I trace another lineage of my phobia from my own experience as a professional, or the minimum-wage-earning dude staffing the box office at a discount movie theater during the summer after I graduated from high school. The theater was located outside the San Antonio city limits, in that wasteland between towns also filled by car dealerships and Best Westerns and weird incestuous overpriced private Christian schools. The clientele was usually older and countrier and grouchier, men with handlebar moustaches who reprimanded me for not letting their Dr. Pepper’s fizz recede so that I could properly fill their cup to the brim, women who probably slept in hairnets and demanded I speak up when I asked them, “How are you?” I remember one redneck in particular. He hauled his wife and his probably 10 kids into the lobby, and he was wearing a certain red hat along with a gray Hillary For Prison 2016 shirt, and he bought a dozen tickets for a Hillary-is-the-Antichrist pseudo-documentary that had competed with “The Secret Life of Pets” for the weekend’s bestseller status. He counted out pennies in his hand and paid in exact change. When I handed him a yardlong strip of tickets, he told me, “I appreciate you.” To thank someone is to recognize they did something for you they did not have to do.

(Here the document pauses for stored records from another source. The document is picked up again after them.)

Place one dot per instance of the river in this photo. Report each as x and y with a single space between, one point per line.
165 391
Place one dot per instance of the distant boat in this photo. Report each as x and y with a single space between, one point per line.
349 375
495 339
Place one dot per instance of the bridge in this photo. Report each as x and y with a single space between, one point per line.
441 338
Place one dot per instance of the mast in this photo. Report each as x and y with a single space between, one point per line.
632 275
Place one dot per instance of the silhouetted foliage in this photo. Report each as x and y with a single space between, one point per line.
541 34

I did nothing gratuitous for this redneck. But he appreciated me, and I remember him along with a handful of despicable prediabetic customers who made me feel like – and might as well have called me – a fuckface.

That’s why I wanted to get the name of my favorite security guard, and that’s why, when I failed to do so (because I am, as my mom often tells me, a “mealy mouth”), I thought about my failure for the rest of the day, including in my English seminar in which I remained silent during our discussion about whether or not we could ever truly know another person, even someone fictional. I thought, Don’t we, you know, all feel, like, the same things? My internal monologue spiraled from here. Though he is paid to be nice to people, my favorite security guard was much nicer to me than his job performance evaluations required, and I wanted to thank him, but I didn’t know how to thank him, hence why I failed to ask him for his name, and I really don’t even know how to have engaged with him in an authentic interaction, considering if I began slobbering gratitude at his feet for him doing his job of being nice, he would think I was coming on a little strong, and if I didn’t thank him at all, he would think I was rude, and if I just offered him a normal thank you I’d spend the rest of the day fretting that I didn’t properly communicate how exceptional it was that he chose to be extra nice to me, and how I know in every way the anguish of trying to be nice to people as a professional, and how he really made me feel like I was important and special. But now I’m beginning to think that our mutual relief at our unspoken agreement not to be dicks to each other was itself sufficient appreciation.